As soon as I had done the continuous line drawings - drawing (mostly) without looking - of the weathered oyster shells and mermaids purses I collected from the beach at Eastbourne I could see that they would make great stitched designs, and had potential for incorporating into my Narrative Thread work for Diversity.
I want to put them on rusted fabric, as the colours are so sympathetic with the subjects, but I have had problems stitching into rusted fabric in the past; my 'prima donna' top end sewing machine refuses point blank to stitch through it, with the message STOP FOR SAFETY REASONS. Personally I think it is getting over dramatic, but there's no arguing with it. My workhorse semi-professional machine behaves a little better, but you can tell it's not really happy. I've tried various combinations of fine needles and different threads, but I think the oxidised metal clogs up the weave and makes tension very difficult to control.
So I've decided to stitch first and rust later. The samples are testing out different combinations of quilt sandwich and a variety of background treatments.
I'm pretty happy with the 'drawing', each slightly different but quite recognisable.
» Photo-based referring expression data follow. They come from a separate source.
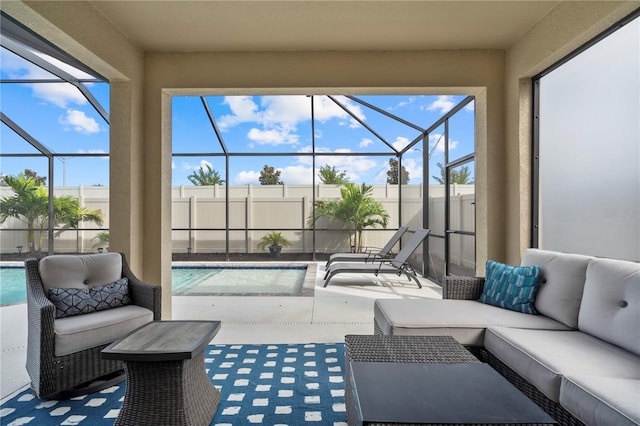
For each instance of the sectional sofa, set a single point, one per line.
(578, 357)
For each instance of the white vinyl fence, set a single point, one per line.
(199, 218)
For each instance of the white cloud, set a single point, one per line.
(243, 109)
(279, 136)
(247, 178)
(60, 94)
(400, 143)
(437, 140)
(94, 151)
(443, 104)
(296, 175)
(365, 142)
(279, 116)
(471, 106)
(78, 121)
(408, 101)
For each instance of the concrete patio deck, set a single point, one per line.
(344, 307)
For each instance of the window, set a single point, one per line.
(587, 153)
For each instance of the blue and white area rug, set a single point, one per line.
(260, 384)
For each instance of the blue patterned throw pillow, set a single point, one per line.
(76, 301)
(511, 287)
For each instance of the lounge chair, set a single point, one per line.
(398, 265)
(368, 255)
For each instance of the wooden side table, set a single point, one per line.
(166, 380)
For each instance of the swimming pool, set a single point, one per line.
(199, 280)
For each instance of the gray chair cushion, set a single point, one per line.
(611, 303)
(465, 320)
(542, 357)
(561, 283)
(602, 400)
(80, 332)
(84, 271)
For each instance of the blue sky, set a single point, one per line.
(60, 118)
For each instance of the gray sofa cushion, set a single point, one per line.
(602, 400)
(77, 333)
(84, 271)
(561, 283)
(611, 303)
(465, 320)
(542, 357)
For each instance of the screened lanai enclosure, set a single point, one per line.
(242, 166)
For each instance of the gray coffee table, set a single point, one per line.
(429, 394)
(427, 380)
(166, 379)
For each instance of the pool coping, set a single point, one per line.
(307, 290)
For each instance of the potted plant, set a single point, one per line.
(103, 240)
(275, 241)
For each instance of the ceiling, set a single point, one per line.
(265, 25)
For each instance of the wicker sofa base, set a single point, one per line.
(554, 409)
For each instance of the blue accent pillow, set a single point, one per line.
(76, 301)
(511, 287)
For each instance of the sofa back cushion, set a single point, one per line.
(611, 303)
(561, 283)
(79, 271)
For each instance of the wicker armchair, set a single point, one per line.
(63, 376)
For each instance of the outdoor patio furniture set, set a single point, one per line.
(579, 357)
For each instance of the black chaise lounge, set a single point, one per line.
(369, 255)
(398, 265)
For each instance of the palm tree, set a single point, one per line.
(208, 177)
(30, 204)
(356, 209)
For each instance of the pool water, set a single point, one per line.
(191, 281)
(12, 285)
(237, 280)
I wanted to densely stitch the background so that the images gained dimension,
and I've tried conventional quilt sandwiches with white cotton, hand and machine stitched, linen with felt and linen with felted blanket.
I though this was going to be too heavy, but once the the stiffness of the quilted background might be a good thing. I think I'm going to leave the edges raw, so it's important how the backing and wadding reacts to the rust too.
Next step layer them up with rusty finds and tea a wait and see what happens!